Would this approach also work for Tar archives? Transparent support for sub-files from a .tar would be badass.
Tar doesn't use any sort of index like zip does, so to extract the specified file the server side would need to parse through possibly the entire file just to see if the requested file is there, and then start streaming it. Requests for files that aren't in the tar archive would be prohibitively expensive.
There are definitely ways to do it without those problems, though. They just wouldn't be quite as simple as the approach done for supporting zip.
You could pre-index them I suppose. Though even that would only work with a subset of compression methods or no compression.

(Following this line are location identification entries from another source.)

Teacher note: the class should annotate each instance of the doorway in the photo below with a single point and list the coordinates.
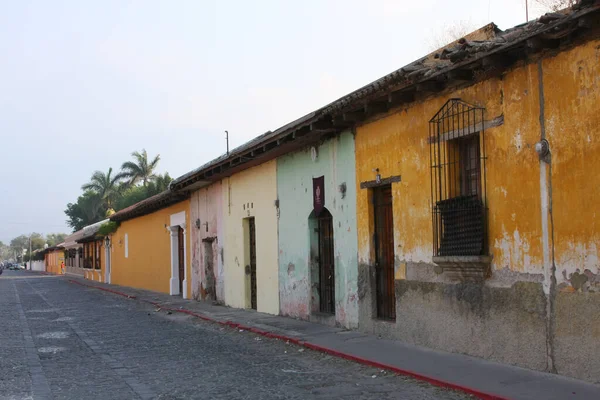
(252, 267)
(384, 253)
(180, 257)
(326, 263)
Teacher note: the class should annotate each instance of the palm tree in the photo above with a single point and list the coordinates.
(140, 169)
(105, 185)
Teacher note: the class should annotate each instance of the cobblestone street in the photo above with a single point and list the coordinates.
(63, 341)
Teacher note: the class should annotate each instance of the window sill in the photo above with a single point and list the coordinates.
(465, 268)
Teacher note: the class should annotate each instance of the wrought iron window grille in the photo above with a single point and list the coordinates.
(458, 180)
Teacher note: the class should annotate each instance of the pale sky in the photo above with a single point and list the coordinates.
(85, 83)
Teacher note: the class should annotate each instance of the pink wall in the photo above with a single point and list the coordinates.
(207, 243)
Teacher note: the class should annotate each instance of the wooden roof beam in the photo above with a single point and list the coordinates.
(353, 116)
(429, 86)
(376, 107)
(460, 75)
(395, 98)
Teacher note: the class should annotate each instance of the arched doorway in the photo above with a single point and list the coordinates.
(321, 228)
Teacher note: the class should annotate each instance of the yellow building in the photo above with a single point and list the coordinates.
(53, 258)
(149, 250)
(476, 211)
(93, 260)
(250, 227)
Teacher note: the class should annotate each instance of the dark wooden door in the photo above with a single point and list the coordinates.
(181, 258)
(326, 264)
(253, 283)
(384, 253)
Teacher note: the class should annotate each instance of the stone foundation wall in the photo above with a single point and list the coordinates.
(503, 324)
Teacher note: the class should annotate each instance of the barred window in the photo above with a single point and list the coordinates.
(457, 155)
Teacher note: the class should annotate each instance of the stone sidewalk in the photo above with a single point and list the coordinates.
(484, 379)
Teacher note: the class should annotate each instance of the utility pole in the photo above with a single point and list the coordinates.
(227, 140)
(30, 251)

I work with serving tiled geospatial data [2] (Mapbox vector tiles) to our users as slippy maps where we serve millions of small (mostly <100KB) files to our users, our data only changes weekly so we precompute all the tiles and store them in a tar file in s3.
We compute a index for the tar file then use s3 range requests to serve the tiles to our users, this means we can generally fetch a tile from s3 with 2 (or 1 if the index is cached) requests to s3 (generally ~20-50ms).
To get full coverage of the world with map box vector tiles it is around 270M tiles and a ~90GB tar file which can be computed from open street map data [3]
> Though even that would only work with a subset of compression methods or no compression.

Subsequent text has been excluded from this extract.